White-Nose Syndrome Discovered along Mammoth Cave Tour Routes
Following the discovery of white-nose syndrome in Kentucky’s Mammoth Cave National Park early last year, park staff have now found the devastating disease present along Mammoth Cave’s tour routes.
Since first being detected in New York State in 2006, white-nose syndrome has killed millions of cave-dwelling bats in eastern North America. As the disease progresses, bats become active during months when they would normally be in hibernation. Mortality rates of bats have reached almost 100 percent in multi-year infected caves.

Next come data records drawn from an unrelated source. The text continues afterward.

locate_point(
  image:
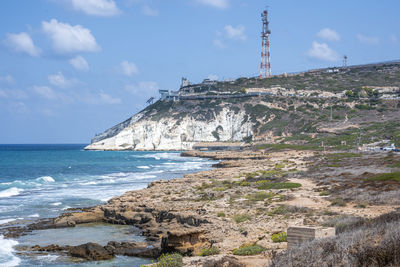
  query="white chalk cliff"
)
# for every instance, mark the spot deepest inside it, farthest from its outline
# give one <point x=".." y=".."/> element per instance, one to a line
<point x="173" y="131"/>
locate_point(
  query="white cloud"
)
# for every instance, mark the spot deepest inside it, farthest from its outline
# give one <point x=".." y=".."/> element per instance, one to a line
<point x="45" y="92"/>
<point x="7" y="79"/>
<point x="213" y="77"/>
<point x="150" y="11"/>
<point x="322" y="51"/>
<point x="328" y="34"/>
<point x="19" y="107"/>
<point x="59" y="80"/>
<point x="13" y="93"/>
<point x="221" y="4"/>
<point x="235" y="33"/>
<point x="218" y="43"/>
<point x="128" y="68"/>
<point x="370" y="40"/>
<point x="104" y="8"/>
<point x="79" y="63"/>
<point x="393" y="38"/>
<point x="21" y="43"/>
<point x="146" y="88"/>
<point x="107" y="99"/>
<point x="69" y="39"/>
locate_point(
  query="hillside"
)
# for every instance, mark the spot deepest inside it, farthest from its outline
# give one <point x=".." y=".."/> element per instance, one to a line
<point x="334" y="107"/>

We have observed some increase in bat activity, which may be due to the illness. We have also found several dead bats in the last few weeks. Sarah Craighead, Mammoth Cave National Park Superintendent
Tours and research are continuing at Mammoth Cave National Park, accompanied by extensive education and outreach on WNS, and adherence to approved cleaning methods recommended by U.S. Fish and Wildlife Service. Although, white-nose syndrome is known to be transmitted primarily from bat to bat, it is suspected that spores of Pseudogymnoascus destructans, the fungus that causes white-nose syndrome, may be inadvertently carried between caves by humans on clothing, footwear, and caving gear. To combat the threat, visitors must walk through bio-security mats as they exit cave tours.
It is important to remember that White-Nose Syndrome affects bats, not humans. As with all our wildlife, we caution visitors not to approach animals, including bats. If contact should occur, please notify a ranger. Sarah Craighead, Mammoth Cave National Park Superintendent
White-nose syndrome found in tour routes of Mammoth Cave [Mammoth Cave National Park]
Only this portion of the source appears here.